Sideloading is a particularly big deal because it's something most other consoles don't offer. The only real exception is Microsoft with the Xbox Series X|S, but you have to boot into a separate developer mode to run those titles, while sideloaded Oculus titles require a simple change of sorting in your list of installed games.
Previously, we saw Oculus moving to the OpenXR platform in what I called the worst way possible, citing concerns from developers over compatibility issues. They, thankfully, cleared up any misconceptions that were present in the initial announcement, showing that they were truly all-in on OpenXR and developing a more open-source ecosystem.
But App Lab is one of the ways that Meta has used to mitigate criticisms around developer accounts requiring personal information says Anshel Sag, a senior analyst at Moor Insights & Strategy. He goes on further to say "that said, I think the company does realize that some of the best applications may never reach their marketplace through traditional means much like we've seen with mods."
On the consumer end, they announced a brand new cloud save system that'll automatically back up all of your saves without developers needing to do anything. That's a stark contrast to some other OS updates recently, which require developers to make changes just to fit in with new OS features.
The last piece is the biggest, and it shows that Meta looks to be serious about the changes it's making. It's also the single best piece of news that came out of Connect 2021. Sometime soon, using an Oculus Quest will no longer require a Facebook account. Better yet, Meta says it's going to make it so that players can delete their Facebook accounts without losing access to their library.
We don't yet know what sorts of accounts Meta will allow to be used on Quests in the future but the fact remains that the stubborn Facebook policies of last year seem to have been peeled back significantly.
But here's the deal: even if this does mean you'll need a new Meta login to use your Quest headset, it means that VR usage is being decoupled from the social network, its policies, and, most importantly, the ramifications that follow if your account gets banned.
Who wants to lose access to all their purchased VR content when they might have just had a bad day and pissed someone off with a post on Facebook? No one, that's who. This should put a stop to that nonsense, and it's exactly what we've needed since the Quest 2 launched.
One of the tenets of Facebook's ability to subsidize Oculus hardware in the past has been its data collection practices. Facebook and, of course, Meta by virtue of the fact that the company itself never changed — just the name — collects data on its users for the purposes of targeted ads and more nefarious purposes as outlined in many of the huge legal battles the company has undergone this year alone.
Sag is still concerned that dropping the Facebook account requirement could still constitute ways for the company to collect data. "I think this is an extremely positive move as someone who thinks Facebook should've never had the requirement, but it doesn't change the depth of data collection and user tracking that a Meta account could possibly have."
Meta even tore Facebook off the Facebook Reality Labs name, making it simply "Reality Labs." In addition to that, it'll finally be divulging earnings numbers from the VR division — a first since Oculus was acquired in 2014 — and is showing a level of confidence in a more open ecosystem that didn't exist before.
Am I being overly optimistic?
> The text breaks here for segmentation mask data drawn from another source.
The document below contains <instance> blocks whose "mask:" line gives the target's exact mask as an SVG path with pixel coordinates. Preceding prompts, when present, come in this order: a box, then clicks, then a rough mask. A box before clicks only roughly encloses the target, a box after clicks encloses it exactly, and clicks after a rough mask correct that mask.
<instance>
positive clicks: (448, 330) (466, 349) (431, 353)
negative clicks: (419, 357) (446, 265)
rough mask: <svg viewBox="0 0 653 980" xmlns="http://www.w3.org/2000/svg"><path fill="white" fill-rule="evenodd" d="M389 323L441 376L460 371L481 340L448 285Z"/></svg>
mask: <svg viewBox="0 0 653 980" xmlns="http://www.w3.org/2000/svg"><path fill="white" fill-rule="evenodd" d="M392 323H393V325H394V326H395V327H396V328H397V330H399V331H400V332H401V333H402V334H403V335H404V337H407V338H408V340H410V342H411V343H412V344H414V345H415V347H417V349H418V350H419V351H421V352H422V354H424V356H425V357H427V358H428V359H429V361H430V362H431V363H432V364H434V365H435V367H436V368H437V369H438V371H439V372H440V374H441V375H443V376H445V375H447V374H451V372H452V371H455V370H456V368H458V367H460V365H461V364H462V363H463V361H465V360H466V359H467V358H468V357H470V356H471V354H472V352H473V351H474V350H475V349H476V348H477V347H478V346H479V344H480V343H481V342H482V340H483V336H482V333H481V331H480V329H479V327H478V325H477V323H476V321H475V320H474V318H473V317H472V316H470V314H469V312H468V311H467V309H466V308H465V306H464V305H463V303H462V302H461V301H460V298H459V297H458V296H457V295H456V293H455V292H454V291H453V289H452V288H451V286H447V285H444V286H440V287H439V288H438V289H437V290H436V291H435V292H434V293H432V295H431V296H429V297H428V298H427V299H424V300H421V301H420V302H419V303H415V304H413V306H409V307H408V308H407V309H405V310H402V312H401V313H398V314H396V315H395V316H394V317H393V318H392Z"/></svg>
It's possible, and I know everyone won't agree with me here, but Oculus needed some big changes to get away from the stigma of Facebook and this could very well be the best way to go about it. After all, people don't normally say Sony when they speak of PlayStation. Microsoft isn't often heard next to Xbox in normal conversation.
I think Quest, too, will become the name synonymous with VR in the near future rather than just the Oculus name, as it is now. It's important for Meta to get this right, and starting with a fresh slate, of sorts, is the right move.